Once I made the decision to avoid Exit Frustration, and instead keep driving down Highway Fun, I moved the model into my spraying area for priming. The Maquis Ship was given a coat of Badger’s Stynylrez Black Primer. With all the various surfaces and angles, coupled with the chunk of plastic that makes up the model, it took quite a while, even through my .5 Badger Patriot. And it took a lot of primer too – about one and a half color cups full.
Next I went with the basic gray coat. Looking at photos from the series only helped a little. While it seemed to be an overall gray, various shots seemed to range from a very light gray all the way to neutral gray. One shot even looked slightly greenish. An executive decision was made – the Maquis Ship would be Tamiya XF-66 Flat Light Gray. This decision was arrived at through a complicated process. (Basically it was the closest light gray within reach… 🙂 )
The whole thing was thus painted, and then increasing amounts of white were added to the mix to lighten in down, adding some highlighting, with the basic goal of giving some surface variation. In the end, it looked like a goofball sprayed some gray paint on a model. 😉
Spoiled By The Big Table
The trouble with eating at the big table is it gets into your system. The availability of the best food, refills of sweet tea, and first dibs on desert becomes something you expect. If suddenly a new guest arrives, and your chair is required… back to the kid’s table you go. Which kinda stinks.
As I’ve delved into scifi scale modeling subject matter, it’s been very easy to see that aside from a few excellent examples, most kit selection for the genre is “kid’s table”. The fit isn’t good, alignment isn’t good, parts are not as well cast. It’s not just this Maquis ship, either. I’ve built a few others, and examined even more, and I can’t help but draw the conclusion.
I suppose part of the cause is that most western companies focus on “traditional” military modeling, and it almost seems as if the scifi genre is left with “that’s good enough for you.” Truly kid’s table stuff. And a few discussions with friends who are long time scifi modelers seem to confirm this. There’s almost an attitude of “we’re just happy to get anything”.
Of course, there are “big table” examples too. Bandai is the standout. Virtually every scale model they do is some form of scifi, and the kits are arguably the best on the planet. Full stop. Period. And they make gobs of money at it. Others, such as Wave and Hasegawa, also provide good examples. And I’m sure there are others.
The perplexing thing to me seems to be that scifi – especially Gunpla – appears to be where the future growth is. Younger people drawn to modeling seem to go there first.

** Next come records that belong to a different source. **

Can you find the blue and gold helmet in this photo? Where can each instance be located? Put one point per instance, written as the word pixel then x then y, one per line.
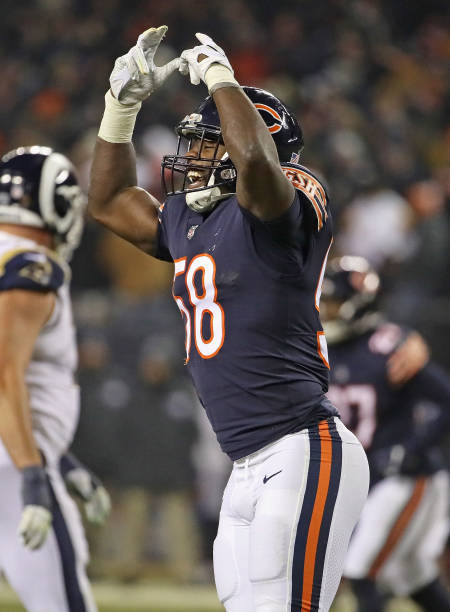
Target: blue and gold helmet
pixel 39 188
pixel 204 125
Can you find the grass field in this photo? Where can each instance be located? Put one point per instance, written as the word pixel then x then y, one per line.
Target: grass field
pixel 161 597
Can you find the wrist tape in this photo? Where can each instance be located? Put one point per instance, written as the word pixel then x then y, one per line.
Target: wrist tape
pixel 218 76
pixel 118 120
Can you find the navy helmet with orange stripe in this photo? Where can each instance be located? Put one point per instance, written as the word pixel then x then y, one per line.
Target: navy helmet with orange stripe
pixel 204 125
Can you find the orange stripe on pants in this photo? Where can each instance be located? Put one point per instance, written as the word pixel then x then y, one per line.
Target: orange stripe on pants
pixel 317 514
pixel 398 528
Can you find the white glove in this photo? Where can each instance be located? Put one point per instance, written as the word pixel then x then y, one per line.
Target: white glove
pixel 34 526
pixel 198 69
pixel 36 516
pixel 96 500
pixel 135 76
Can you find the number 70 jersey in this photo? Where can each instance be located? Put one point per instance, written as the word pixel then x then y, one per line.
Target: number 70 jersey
pixel 249 295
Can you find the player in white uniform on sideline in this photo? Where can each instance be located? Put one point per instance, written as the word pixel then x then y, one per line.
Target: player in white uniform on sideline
pixel 43 551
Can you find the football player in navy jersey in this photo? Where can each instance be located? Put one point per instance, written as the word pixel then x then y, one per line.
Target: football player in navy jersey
pixel 248 229
pixel 404 524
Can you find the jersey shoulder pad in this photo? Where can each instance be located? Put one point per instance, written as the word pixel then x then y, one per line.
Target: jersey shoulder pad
pixel 32 269
pixel 311 188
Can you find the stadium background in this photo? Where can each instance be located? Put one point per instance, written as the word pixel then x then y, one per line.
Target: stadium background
pixel 368 80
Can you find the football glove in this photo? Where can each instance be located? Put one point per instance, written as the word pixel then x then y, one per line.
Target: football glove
pixel 36 516
pixel 198 69
pixel 135 76
pixel 87 487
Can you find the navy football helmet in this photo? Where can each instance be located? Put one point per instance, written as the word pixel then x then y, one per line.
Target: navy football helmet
pixel 39 188
pixel 204 124
pixel 349 299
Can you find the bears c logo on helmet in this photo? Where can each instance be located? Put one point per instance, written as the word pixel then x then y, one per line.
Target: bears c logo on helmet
pixel 275 127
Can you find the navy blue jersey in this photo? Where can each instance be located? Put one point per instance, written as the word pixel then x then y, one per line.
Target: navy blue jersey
pixel 415 415
pixel 248 292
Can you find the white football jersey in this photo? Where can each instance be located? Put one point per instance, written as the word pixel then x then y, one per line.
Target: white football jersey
pixel 53 393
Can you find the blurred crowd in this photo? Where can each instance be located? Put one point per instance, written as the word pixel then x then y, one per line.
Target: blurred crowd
pixel 368 80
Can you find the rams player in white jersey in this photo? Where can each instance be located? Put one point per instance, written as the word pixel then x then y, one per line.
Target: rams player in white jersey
pixel 43 551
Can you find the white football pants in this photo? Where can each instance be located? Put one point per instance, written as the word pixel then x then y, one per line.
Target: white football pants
pixel 402 533
pixel 53 578
pixel 287 515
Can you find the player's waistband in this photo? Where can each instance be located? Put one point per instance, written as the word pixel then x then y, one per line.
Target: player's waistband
pixel 330 424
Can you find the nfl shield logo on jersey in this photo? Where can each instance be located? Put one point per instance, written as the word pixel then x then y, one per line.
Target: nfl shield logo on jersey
pixel 191 231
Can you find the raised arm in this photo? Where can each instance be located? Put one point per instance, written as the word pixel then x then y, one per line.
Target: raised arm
pixel 261 186
pixel 114 199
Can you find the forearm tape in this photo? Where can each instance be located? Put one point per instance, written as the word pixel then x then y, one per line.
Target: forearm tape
pixel 118 120
pixel 35 490
pixel 218 76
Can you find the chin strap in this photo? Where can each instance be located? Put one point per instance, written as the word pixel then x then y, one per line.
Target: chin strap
pixel 206 199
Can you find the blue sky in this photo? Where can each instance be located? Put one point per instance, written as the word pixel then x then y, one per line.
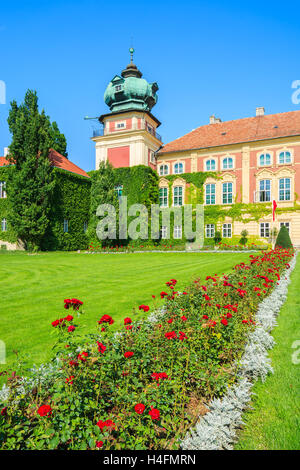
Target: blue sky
pixel 211 57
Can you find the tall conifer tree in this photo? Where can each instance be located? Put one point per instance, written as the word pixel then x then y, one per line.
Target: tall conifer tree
pixel 31 182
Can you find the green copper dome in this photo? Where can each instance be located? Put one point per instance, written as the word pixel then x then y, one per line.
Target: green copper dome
pixel 130 91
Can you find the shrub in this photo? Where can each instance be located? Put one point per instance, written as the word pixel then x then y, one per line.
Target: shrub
pixel 283 238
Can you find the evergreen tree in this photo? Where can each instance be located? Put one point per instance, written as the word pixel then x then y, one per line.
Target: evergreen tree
pixel 283 238
pixel 59 142
pixel 31 182
pixel 102 192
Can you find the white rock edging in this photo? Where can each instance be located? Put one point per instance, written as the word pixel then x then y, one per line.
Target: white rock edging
pixel 217 429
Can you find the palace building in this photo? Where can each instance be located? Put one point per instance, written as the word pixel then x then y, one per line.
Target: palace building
pixel 249 162
pixel 239 170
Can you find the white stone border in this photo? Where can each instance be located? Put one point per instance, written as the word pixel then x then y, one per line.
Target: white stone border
pixel 217 429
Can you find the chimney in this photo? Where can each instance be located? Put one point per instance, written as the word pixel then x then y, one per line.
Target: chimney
pixel 260 111
pixel 214 120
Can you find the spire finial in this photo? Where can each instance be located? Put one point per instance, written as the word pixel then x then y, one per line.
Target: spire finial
pixel 131 51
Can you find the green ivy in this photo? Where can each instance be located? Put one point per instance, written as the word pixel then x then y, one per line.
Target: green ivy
pixel 71 201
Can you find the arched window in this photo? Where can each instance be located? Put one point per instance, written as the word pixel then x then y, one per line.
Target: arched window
pixel 284 157
pixel 178 168
pixel 163 170
pixel 227 163
pixel 210 165
pixel 265 159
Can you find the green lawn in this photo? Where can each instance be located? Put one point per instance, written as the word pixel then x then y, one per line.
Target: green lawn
pixel 275 421
pixel 33 288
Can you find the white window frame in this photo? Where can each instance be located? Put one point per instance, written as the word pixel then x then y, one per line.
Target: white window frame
pixel 4 225
pixel 118 188
pixel 209 230
pixel 178 164
pixel 164 198
pixel 178 196
pixel 3 194
pixel 227 193
pixel 210 195
pixel 284 153
pixel 163 169
pixel 264 229
pixel 225 159
pixel 265 155
pixel 285 189
pixel 286 224
pixel 164 232
pixel 120 125
pixel 177 233
pixel 264 191
pixel 227 229
pixel 209 162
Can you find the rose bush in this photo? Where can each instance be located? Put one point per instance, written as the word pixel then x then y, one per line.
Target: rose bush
pixel 143 387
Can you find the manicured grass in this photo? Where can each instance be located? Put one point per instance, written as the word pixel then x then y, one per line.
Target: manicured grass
pixel 33 288
pixel 275 421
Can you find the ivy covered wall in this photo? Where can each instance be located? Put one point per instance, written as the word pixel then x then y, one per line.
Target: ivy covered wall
pixel 70 200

Older guys are starting to discover the freedom the genre offers from the IPMS-USA mentality about FS color chips and whether that mud was correct for Normandy in 1944. Traditional companies are making money right now… but as their market dies off, will they take up the scifi cause – and maybe start serving modelers at the “big table”? Please?
The kids table can be fun for a while, but once you get a chunk of hot buttered biscuit from the big table, going back just doesn’t seem as fun.
But that’s big picture stuff, I suppose.
Right now, there’s a whole load of detail painting to go on this Maquis ship!